# Which RG6, RG11 compressoin tool?



## tthurman (Jan 7, 2010)

I am in need of a good, but affordable compression tool that is compatible with Quad shield RG-11 but is also compatible with RG-6. I have about 16 - 75' runs of Beldon RG-11 and connectors so I figure why not build my own cables.

I was considering this Greenlee but can't determine if it is compatible with RG-11. I inquired with their tech support and it seems they aren't sure either. Anyway, Monoprice has two models that appear to vary only in their adjustable settings at a really good price, seemingly too good.

Model 1

Model 2

Seems strippers are equally as difficult to find for RG-11...or I'm looking in the wrong place.

Any suggestions?

Thanks!


----------



## mechman (Feb 8, 2007)

I'd have no problem with either of the Monoprice tools. As for the stripper, there are quite a few available when I googled it. 

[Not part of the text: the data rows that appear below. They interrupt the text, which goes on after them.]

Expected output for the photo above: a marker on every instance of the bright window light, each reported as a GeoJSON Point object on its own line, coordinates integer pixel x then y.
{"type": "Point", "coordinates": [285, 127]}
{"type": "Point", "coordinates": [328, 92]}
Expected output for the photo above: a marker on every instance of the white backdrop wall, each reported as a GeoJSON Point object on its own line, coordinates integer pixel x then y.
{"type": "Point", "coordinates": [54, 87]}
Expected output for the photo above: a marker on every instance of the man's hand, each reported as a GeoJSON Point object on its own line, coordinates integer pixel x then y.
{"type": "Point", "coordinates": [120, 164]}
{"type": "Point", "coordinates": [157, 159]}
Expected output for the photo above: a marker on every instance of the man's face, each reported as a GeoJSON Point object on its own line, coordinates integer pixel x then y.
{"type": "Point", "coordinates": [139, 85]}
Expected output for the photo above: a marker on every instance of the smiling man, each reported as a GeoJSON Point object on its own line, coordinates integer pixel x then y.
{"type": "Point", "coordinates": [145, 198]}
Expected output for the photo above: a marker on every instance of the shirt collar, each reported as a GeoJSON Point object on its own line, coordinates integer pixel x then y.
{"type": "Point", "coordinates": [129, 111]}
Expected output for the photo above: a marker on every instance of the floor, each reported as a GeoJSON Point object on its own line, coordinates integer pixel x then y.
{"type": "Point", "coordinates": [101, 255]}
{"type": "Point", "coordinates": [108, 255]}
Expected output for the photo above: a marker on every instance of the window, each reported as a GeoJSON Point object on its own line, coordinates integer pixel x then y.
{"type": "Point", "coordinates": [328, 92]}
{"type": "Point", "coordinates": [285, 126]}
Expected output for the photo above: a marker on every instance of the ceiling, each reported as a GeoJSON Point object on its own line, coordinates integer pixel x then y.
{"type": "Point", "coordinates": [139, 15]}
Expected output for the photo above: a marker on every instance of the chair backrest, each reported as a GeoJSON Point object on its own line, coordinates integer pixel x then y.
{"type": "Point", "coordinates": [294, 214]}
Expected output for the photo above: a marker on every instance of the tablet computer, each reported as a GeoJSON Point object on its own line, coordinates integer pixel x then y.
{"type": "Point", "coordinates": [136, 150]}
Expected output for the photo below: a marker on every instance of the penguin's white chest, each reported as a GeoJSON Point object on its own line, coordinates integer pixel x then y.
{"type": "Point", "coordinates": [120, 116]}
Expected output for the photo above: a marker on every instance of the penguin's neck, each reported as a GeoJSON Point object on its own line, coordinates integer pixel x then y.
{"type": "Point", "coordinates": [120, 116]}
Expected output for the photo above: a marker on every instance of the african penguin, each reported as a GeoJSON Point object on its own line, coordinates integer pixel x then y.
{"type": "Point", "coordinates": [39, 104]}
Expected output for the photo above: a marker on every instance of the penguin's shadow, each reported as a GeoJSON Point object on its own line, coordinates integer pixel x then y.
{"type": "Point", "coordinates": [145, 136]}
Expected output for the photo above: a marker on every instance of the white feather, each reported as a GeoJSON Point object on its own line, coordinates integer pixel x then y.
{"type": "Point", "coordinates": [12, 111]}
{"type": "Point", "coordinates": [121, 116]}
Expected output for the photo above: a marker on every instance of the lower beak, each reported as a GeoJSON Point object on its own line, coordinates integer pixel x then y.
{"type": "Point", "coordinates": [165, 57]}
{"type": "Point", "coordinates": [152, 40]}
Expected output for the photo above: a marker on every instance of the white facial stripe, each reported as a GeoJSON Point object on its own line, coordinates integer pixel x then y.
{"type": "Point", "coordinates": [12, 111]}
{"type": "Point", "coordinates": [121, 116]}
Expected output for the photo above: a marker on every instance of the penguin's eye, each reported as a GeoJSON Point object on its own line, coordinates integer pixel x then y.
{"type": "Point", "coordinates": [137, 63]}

And since that Greenlee tool only lists RG6 and RG59 fittings, I'd bet money it cannot do RG11.


----------



## tthurman (Jan 7, 2010)

I'm betting you're right about that Greenlee...not even going to chance it. I found the strippers, although my search results didn't yield as many :scratchhead: 

I've got one that I use for building BNC cables for DS3 circuits, but it just won't adjust big enough for RG11. I was hoping to find one at monoprice and knock it all out at once, but the only models they list show up to RG6Q.

Thanks for the input!


----------



## Anthony (Oct 5, 2006)

We have a Paladin CrimpALL at work and some heads for it (Parts Express sells a generic version). The beauty is that you can swap heads for it ($15 each or so) and they have something for everything (including Molex, crimp terminals, RGx, RJ45, etc). Sadly it's only a hex crimps, though.

F-Conn makes a great compression tool, but it is $100 or so. Parts Express sold a generic version that had some interchangable tips, but I've had hit-or miss results.

I also have a Data Shark compression tool that was about $25 and looks similar to the Greenlee. Never tried the RG11, but 59 and 6 work in it fine (including some of the F-conn connectors). Mostly I use it for the RG6, though.


----------